Depuis l’an 2000, je multiplie les reportages, les enquêtes et les tournages avec un fort penchant pour les immersions en tous genres, les univers sauvages et les mondes polaires. Je suis reporter pour différents magazines comme GEO, Le Figaro Magazine, Terre Sauvage, ou encore Détours en France. Je suis aussi l’auteur de nombreux livres, dont L’Atlas des Grandes Découvertes.
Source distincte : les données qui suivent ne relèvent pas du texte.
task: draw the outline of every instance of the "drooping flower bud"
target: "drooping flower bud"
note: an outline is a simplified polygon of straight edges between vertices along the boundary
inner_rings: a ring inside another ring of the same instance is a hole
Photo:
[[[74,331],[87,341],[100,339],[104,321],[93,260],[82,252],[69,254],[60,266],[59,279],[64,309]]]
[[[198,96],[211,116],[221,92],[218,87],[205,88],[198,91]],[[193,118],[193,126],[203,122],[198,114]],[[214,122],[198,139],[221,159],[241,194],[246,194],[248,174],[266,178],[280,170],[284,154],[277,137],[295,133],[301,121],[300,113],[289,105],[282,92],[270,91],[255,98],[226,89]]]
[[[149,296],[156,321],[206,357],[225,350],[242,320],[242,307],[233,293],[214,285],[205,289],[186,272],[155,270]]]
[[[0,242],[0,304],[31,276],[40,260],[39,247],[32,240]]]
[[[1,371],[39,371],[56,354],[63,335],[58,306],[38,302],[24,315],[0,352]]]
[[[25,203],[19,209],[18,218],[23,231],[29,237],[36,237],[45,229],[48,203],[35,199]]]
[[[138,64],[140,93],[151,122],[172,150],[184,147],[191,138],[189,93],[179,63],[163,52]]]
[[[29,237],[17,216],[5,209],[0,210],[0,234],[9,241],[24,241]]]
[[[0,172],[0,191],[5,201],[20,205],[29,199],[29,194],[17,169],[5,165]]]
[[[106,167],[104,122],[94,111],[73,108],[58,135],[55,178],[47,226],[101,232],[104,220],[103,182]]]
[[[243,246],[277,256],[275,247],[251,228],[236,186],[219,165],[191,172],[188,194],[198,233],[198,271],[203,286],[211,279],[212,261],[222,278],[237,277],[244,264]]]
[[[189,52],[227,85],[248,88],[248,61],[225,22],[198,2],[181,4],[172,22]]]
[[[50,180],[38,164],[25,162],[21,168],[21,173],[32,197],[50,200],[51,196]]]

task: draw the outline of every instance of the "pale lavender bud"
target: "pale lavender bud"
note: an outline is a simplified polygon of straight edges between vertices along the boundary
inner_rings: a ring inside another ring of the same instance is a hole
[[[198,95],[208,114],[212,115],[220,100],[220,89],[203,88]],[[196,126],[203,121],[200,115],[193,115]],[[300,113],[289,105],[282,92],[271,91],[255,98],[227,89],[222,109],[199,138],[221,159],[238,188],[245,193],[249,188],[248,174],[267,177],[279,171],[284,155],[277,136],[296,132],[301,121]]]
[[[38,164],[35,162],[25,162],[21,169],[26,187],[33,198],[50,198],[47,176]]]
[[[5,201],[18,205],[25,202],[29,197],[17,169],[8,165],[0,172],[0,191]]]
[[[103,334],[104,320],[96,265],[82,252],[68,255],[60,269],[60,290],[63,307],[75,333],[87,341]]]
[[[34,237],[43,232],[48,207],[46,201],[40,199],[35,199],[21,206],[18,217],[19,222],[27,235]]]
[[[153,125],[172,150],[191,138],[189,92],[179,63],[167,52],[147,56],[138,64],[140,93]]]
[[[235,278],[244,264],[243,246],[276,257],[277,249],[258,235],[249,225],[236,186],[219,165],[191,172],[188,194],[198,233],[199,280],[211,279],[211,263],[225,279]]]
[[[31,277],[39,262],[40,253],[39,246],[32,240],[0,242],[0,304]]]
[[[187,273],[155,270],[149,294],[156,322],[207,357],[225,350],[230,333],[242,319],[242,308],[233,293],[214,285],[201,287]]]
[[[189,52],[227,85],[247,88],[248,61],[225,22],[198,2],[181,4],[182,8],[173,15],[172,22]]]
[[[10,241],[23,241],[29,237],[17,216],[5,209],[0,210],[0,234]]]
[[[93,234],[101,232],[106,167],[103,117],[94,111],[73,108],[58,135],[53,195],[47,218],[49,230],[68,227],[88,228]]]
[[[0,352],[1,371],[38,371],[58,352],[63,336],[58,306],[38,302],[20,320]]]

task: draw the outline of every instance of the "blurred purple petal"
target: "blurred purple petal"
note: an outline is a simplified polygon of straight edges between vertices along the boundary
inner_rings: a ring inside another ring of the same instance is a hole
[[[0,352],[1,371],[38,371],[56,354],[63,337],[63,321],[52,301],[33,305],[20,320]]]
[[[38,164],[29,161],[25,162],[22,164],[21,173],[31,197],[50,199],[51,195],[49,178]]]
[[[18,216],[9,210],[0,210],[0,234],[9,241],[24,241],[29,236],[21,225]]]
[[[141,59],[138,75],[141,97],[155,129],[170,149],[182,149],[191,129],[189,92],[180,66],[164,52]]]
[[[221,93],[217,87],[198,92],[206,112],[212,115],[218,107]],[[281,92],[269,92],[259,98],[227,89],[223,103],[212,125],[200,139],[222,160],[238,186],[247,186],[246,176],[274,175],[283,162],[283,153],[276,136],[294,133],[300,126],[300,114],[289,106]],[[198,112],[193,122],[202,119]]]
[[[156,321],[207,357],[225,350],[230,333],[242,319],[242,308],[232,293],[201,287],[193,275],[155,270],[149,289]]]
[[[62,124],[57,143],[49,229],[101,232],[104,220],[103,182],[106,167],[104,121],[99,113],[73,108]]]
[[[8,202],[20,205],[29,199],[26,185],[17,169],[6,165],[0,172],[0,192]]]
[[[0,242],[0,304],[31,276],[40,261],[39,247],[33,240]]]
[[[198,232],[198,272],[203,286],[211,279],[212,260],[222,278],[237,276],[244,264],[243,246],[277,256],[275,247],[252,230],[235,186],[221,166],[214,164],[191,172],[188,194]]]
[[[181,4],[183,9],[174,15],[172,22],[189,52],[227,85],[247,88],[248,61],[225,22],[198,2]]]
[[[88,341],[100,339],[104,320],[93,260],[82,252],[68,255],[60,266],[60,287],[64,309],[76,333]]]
Enfin, je suis également réalisateur de documentaires, dont Odyssées Blanches, un film dédié à l’histoire des explorations et des sciences polaires.
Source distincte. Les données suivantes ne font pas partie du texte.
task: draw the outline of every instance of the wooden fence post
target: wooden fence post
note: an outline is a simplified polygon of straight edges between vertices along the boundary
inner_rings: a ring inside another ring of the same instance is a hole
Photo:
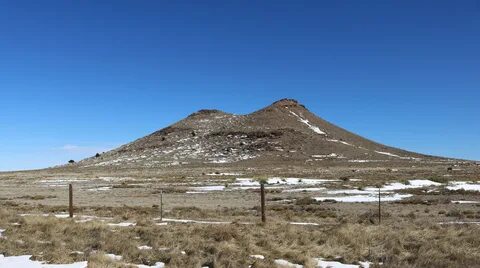
[[[380,187],[378,187],[378,224],[382,223],[382,202],[380,200]]]
[[[73,186],[72,184],[68,185],[68,212],[70,218],[73,218]]]
[[[265,183],[260,183],[260,203],[262,206],[262,222],[265,223]]]
[[[163,190],[160,190],[160,221],[163,221]]]

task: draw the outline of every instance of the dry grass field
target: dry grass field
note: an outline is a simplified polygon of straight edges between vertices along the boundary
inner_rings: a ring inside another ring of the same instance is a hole
[[[322,260],[480,267],[478,166],[454,173],[444,167],[338,169],[298,179],[190,174],[199,175],[2,174],[0,254],[88,261],[88,267],[326,267]],[[268,181],[266,223],[258,178]],[[68,184],[74,186],[73,219],[67,217]]]

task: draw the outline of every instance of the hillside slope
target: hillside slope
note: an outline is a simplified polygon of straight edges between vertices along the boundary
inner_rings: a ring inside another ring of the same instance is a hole
[[[165,168],[440,159],[362,138],[317,117],[295,100],[283,99],[247,115],[200,110],[167,128],[75,165]]]

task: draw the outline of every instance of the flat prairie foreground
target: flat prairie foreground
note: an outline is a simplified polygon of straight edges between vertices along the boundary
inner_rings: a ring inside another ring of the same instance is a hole
[[[478,167],[442,172],[6,173],[0,267],[480,267]]]

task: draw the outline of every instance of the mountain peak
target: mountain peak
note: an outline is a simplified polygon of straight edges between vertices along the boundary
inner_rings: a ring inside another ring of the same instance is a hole
[[[216,109],[201,109],[195,113],[190,114],[188,117],[193,117],[198,115],[211,115],[211,114],[226,114],[226,113]]]
[[[272,103],[271,106],[275,106],[275,107],[303,107],[303,108],[305,108],[305,106],[303,104],[301,104],[299,101],[297,101],[295,99],[288,99],[288,98],[278,100],[278,101]]]

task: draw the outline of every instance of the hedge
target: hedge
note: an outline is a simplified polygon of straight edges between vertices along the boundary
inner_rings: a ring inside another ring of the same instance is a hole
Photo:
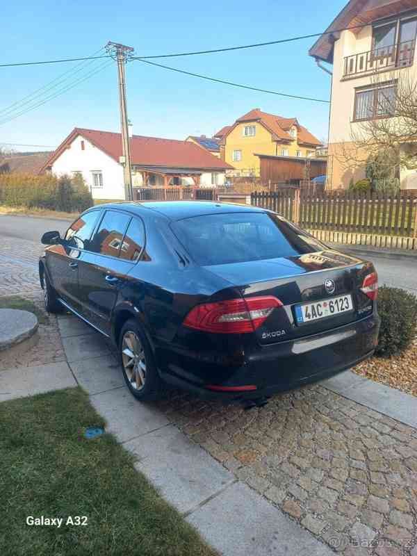
[[[400,288],[382,286],[378,291],[381,329],[377,355],[389,357],[409,348],[417,333],[417,297]]]
[[[81,177],[53,174],[0,174],[0,204],[27,208],[82,212],[93,204]]]

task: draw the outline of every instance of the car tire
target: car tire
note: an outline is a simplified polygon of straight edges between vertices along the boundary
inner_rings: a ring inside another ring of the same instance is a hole
[[[119,357],[127,387],[138,400],[161,398],[164,388],[146,336],[133,319],[127,320],[119,337]]]
[[[44,302],[47,313],[62,313],[64,310],[46,273],[44,275]]]

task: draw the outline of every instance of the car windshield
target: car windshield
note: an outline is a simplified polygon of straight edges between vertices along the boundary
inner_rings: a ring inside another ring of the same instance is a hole
[[[202,266],[297,256],[325,246],[270,213],[231,213],[184,218],[172,228]]]

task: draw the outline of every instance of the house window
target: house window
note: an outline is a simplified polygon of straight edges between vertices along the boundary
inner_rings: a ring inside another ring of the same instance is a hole
[[[395,112],[395,84],[357,89],[353,119],[358,121],[392,116]]]
[[[242,151],[236,150],[233,152],[232,158],[234,162],[240,162],[242,160]]]
[[[212,186],[218,186],[219,184],[219,176],[220,174],[218,172],[211,172],[211,185]]]
[[[103,187],[103,174],[101,172],[92,172],[92,186],[93,187]]]
[[[372,35],[373,54],[380,60],[390,56],[395,65],[410,65],[416,34],[417,19],[415,17],[375,25]]]
[[[243,135],[245,137],[253,137],[256,132],[256,126],[245,126]]]
[[[397,23],[393,22],[388,25],[374,27],[373,31],[373,50],[375,56],[382,54],[382,50],[392,47],[395,42]]]

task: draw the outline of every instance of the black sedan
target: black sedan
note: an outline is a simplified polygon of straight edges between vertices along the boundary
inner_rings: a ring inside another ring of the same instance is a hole
[[[377,277],[254,206],[122,202],[47,232],[45,306],[64,308],[117,346],[127,385],[265,399],[372,355]]]

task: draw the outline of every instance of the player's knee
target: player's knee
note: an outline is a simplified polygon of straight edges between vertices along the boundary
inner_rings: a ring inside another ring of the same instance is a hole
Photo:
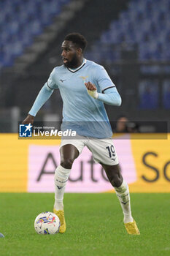
[[[113,187],[119,187],[122,184],[123,178],[121,176],[115,174],[110,177],[109,181]]]
[[[74,159],[63,159],[61,160],[61,165],[66,169],[72,169]]]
C’était un vieux rêve de voyager à vélo ?
Oui, on peut le dire ! Depuis que j’ai appris à pédaler sans les roulettes à l’âge de 5 ans, je n’ai que rarement lâché un guidon. La bicyclette est rapidement devenue un moyen de partir à l’aventure et un outil de liberté incroyable. Voilà 20 ans que je caressais ce projet. 2 mois de confinement à Paris - à trois dans un appartement de 60 m2 - vont me décider d’enfin passer à l’action. Je peux compter sur un complice : Raymond, mon vélo, 12 kilos à vide et 16 kilos de bagage. Raymond, c’est un nom de baptême donné en hommage à un résistant parisien : Raymond Losserand. Et un clin d’œil à autre Raymond, champion cycliste populaire disparu en 2019, « Pou-pou » alias Raymond Poulidor.
Quel itinéraire as-tu suivi pour ta traversée de la France à vélo ?
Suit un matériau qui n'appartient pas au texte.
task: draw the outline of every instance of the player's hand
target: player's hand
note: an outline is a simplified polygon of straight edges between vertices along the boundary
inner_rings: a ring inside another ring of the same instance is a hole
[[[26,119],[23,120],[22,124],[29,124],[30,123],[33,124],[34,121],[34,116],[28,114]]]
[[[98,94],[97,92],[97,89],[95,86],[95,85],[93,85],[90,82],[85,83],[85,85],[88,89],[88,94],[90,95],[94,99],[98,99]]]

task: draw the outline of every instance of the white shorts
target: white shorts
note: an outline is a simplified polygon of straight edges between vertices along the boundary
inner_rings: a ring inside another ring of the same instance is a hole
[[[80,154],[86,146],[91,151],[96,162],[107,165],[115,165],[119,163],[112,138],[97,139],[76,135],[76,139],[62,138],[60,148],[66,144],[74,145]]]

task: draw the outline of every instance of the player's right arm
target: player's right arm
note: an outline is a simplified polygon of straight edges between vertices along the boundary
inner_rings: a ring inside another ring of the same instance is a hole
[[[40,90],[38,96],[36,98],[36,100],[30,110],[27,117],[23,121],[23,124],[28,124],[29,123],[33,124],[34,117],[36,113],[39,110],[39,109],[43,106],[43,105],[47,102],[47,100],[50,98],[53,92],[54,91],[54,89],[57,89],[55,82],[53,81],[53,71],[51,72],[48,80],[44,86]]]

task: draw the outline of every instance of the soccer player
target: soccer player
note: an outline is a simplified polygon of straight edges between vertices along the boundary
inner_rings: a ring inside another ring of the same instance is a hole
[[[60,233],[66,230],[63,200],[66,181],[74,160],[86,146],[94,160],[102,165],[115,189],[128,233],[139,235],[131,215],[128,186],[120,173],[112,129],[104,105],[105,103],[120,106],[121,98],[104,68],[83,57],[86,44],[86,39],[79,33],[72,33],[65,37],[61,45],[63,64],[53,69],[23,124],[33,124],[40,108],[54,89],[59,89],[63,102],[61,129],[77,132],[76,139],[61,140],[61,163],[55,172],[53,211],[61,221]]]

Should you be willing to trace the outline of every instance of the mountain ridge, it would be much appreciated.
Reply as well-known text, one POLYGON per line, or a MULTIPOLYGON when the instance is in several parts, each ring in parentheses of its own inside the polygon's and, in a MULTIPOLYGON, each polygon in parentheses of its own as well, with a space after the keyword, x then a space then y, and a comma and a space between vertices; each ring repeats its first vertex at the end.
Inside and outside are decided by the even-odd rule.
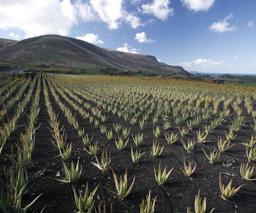
POLYGON ((189 73, 182 67, 159 62, 153 56, 127 53, 57 35, 40 36, 19 41, 0 38, 0 60, 9 62, 189 73))

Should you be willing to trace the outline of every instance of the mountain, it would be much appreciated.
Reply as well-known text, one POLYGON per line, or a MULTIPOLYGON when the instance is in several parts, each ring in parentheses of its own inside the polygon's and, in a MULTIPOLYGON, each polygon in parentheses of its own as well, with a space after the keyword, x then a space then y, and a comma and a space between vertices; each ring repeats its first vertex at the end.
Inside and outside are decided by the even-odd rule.
POLYGON ((148 70, 160 72, 186 73, 186 71, 182 67, 171 66, 164 63, 159 62, 156 57, 153 56, 123 52, 108 48, 103 48, 103 49, 148 70))
POLYGON ((179 66, 159 62, 152 56, 102 48, 82 40, 57 35, 20 41, 0 39, 0 60, 85 68, 112 67, 133 72, 189 73, 179 66))

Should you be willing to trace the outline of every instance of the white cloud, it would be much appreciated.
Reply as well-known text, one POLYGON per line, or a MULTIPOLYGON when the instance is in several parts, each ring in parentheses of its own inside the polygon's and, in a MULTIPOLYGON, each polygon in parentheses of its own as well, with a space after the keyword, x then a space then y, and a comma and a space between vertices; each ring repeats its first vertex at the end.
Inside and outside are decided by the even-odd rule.
POLYGON ((254 24, 254 22, 253 21, 253 20, 251 20, 250 21, 248 22, 248 24, 247 24, 247 26, 249 27, 252 27, 253 26, 253 25, 254 24))
POLYGON ((98 35, 97 34, 95 34, 93 33, 87 33, 83 36, 77 36, 76 38, 94 44, 104 44, 104 41, 99 39, 98 35))
POLYGON ((181 65, 184 67, 190 67, 192 64, 192 62, 183 62, 180 63, 181 65))
POLYGON ((153 15, 158 18, 164 20, 169 16, 174 14, 173 8, 169 8, 169 0, 153 0, 152 3, 142 4, 141 6, 144 14, 153 15))
POLYGON ((140 51, 140 50, 137 49, 135 48, 133 48, 132 49, 129 49, 129 48, 132 47, 131 46, 129 45, 128 43, 126 43, 124 44, 123 45, 123 46, 122 47, 118 47, 116 48, 116 50, 118 51, 122 51, 122 52, 130 52, 130 53, 134 53, 136 54, 140 54, 139 53, 135 51, 135 50, 140 51))
POLYGON ((192 62, 196 65, 201 65, 204 67, 208 67, 213 65, 220 65, 224 63, 223 61, 214 61, 213 59, 203 59, 202 58, 193 61, 192 62))
POLYGON ((234 57, 234 59, 236 60, 237 59, 241 59, 244 58, 244 56, 235 56, 234 57))
POLYGON ((213 6, 215 0, 181 0, 183 6, 190 10, 207 11, 213 6))
POLYGON ((123 0, 90 0, 94 10, 100 20, 106 23, 110 30, 118 28, 122 24, 123 0))
POLYGON ((20 36, 19 36, 18 34, 15 34, 12 32, 9 34, 9 37, 13 38, 14 39, 16 39, 17 40, 20 38, 20 36))
POLYGON ((218 22, 214 22, 209 26, 208 30, 214 32, 220 33, 226 32, 236 31, 237 27, 236 26, 229 27, 230 23, 227 22, 228 20, 233 18, 234 18, 233 14, 230 13, 223 20, 220 20, 218 22))
POLYGON ((139 43, 152 43, 155 41, 154 39, 147 38, 146 34, 144 32, 136 33, 134 39, 139 43))
POLYGON ((144 25, 140 23, 140 19, 133 13, 127 13, 125 17, 125 22, 133 29, 137 29, 140 26, 144 25))
POLYGON ((25 38, 46 34, 67 36, 81 22, 102 21, 110 30, 125 22, 137 28, 144 24, 125 0, 0 0, 0 29, 18 29, 25 38))
POLYGON ((19 29, 25 32, 26 38, 47 34, 66 36, 77 23, 70 0, 5 2, 0 7, 0 29, 19 29))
Mon aventure a consisté à traverser la France à vélo, de travers, dans une diagonale nord-est / sud-ouest, depuis Dunkerque jusqu’à Hendaye. Une bande traverserait la France hexagonale, appelée par certains géographes « la diagonale du vide », marquée par l’absence de grandes métropoles et de pôles d’attraction économique.
Alors, je suis parti à vélo sur les routes et les chemins pour traverser et explorer cette « bande de vide » que j’ai qualifiée de « France Réenchantée ». Une diagonale, le vide et des « déserts », il n’en fallait pas plus pour aiguiser ma curiosité.
Les territoires à la marge que tu as sillonnés ont souvent été définis comme appartenant à un France rurale abandonnée, en voie d'appauvrissement et de désertification. Qu’en est-il dans la réalité aujourd’hui ? Quels sont les constats qui t’ont frappé ?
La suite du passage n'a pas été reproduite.